School of Economics and Management, China Jiliang University, Hangzhou 310000, China.
China National Institute of Standardization, Beijing 100000, China.
Math Biosci Eng. 2020 Dec 7;18(1):426-444. doi: 10.3934/mbe.2021023.
Mahalanobis-Taguchi System (MTS) is an effective algorithm for dimensionality reduction, feature extraction and classification of data in a multidimensional system. However, when applied to the field of high-dimensional small sample data, MTS has challenges in calculating the Mahalanobis distance due to the singularity of the covariance matrix. To this end, we construct a modified Mahalanobis-Taguchi System (MMTS) by introducing the idea of proper orthogonal decomposition (POD). The constructed MMTS expands the application scope of MTS, taking into account correlations between variables and the influence of dimensionality. It can not only retain most of the original sample information features, but also achieve a substantial reduction in dimensionality, showing excellent classification performance. The results show that, compared with expert classification, individual classifiers such as NB, RF, k-NN, SVM and superimposed classifiers such as Wrapper + RF, MRMR + SVM, Chi-square + BP, SMOTE + Wrapper + RF and SMOTE + MRMR + SVM, MMTS has a better classification performance when extracting orthogonal decomposition vectors with eigenvalues greater than 0.001.

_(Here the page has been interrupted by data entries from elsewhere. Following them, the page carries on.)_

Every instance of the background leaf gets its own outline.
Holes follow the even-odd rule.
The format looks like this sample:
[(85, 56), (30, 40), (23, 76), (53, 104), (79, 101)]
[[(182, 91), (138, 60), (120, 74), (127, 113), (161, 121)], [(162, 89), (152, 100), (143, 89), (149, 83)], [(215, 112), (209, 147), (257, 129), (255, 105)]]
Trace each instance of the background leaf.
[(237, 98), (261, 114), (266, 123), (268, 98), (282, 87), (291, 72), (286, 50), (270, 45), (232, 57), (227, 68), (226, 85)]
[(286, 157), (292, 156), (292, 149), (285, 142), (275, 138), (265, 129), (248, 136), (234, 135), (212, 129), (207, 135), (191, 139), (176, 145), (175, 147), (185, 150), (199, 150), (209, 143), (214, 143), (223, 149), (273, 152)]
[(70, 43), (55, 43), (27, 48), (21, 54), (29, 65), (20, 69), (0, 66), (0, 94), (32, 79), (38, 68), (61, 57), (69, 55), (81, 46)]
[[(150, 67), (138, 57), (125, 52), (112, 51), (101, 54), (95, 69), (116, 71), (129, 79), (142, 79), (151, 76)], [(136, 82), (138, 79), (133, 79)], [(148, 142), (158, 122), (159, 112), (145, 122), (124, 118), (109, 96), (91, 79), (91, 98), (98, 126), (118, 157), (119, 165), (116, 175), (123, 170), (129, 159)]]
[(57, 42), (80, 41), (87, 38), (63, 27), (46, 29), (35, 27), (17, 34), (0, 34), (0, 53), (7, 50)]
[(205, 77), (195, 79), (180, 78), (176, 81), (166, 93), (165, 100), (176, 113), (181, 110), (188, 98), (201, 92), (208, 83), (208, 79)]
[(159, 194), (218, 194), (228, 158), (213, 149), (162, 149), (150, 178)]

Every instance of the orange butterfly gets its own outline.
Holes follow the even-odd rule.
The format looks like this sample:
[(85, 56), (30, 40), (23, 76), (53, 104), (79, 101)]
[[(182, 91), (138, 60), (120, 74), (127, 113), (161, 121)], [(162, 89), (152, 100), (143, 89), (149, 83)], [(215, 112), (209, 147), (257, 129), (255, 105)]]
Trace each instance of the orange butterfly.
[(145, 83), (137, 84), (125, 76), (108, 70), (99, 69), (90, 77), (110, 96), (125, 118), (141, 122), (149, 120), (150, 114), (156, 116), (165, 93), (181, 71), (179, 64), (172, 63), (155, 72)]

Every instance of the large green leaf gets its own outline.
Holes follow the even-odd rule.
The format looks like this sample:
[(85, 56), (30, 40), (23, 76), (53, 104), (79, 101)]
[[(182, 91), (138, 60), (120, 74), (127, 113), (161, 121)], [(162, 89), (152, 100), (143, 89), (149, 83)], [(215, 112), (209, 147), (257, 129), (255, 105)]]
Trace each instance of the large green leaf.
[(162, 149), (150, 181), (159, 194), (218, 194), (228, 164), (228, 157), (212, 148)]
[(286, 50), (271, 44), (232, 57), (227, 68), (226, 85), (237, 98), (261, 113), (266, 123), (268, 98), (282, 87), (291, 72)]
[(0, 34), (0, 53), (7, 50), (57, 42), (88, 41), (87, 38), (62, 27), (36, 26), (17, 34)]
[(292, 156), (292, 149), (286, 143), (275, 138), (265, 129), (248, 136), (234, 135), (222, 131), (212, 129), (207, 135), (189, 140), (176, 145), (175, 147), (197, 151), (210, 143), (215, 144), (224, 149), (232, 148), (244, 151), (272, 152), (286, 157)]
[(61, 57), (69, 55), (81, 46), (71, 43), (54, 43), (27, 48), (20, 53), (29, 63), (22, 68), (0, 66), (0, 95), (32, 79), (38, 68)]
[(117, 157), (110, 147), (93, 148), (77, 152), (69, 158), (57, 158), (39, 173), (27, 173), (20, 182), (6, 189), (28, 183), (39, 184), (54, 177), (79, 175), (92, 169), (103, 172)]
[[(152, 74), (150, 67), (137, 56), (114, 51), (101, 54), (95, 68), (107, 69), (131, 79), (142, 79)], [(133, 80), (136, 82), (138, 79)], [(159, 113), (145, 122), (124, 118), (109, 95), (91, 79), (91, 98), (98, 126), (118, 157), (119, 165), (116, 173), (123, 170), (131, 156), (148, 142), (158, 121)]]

马氏距离-田口系统(MTS)是多维系统中数据降维、特征提取和分类的有效算法。然而,当应用于高维小样本数据领域时,由于协方差矩阵的奇异性,MTS 在计算马氏距离时存在挑战。为此,我们通过引入适当正交分解(POD)的思想,构建了改进的马氏距离-田口系统(MMTS)。所构建的 MMTS 扩展了 MTS 的应用范围,考虑了变量之间的相关性和维度的影响。它不仅可以保留大部分原始样本信息特征,而且可以实现维度的大幅降低,表现出优异的分类性能。结果表明,与专家分类相比,当提取特征值大于 0.001 的正交分解向量时,NB、RF、k-NN、SVM 等单个分类器以及 Wrapper+RF、MRMR+SVM、Chi-square+BP、SMOTE+Wrapper+RF 和 SMOTE+MRMR+SVM 等叠加分类器的 MMTS 具有更好的分类性能。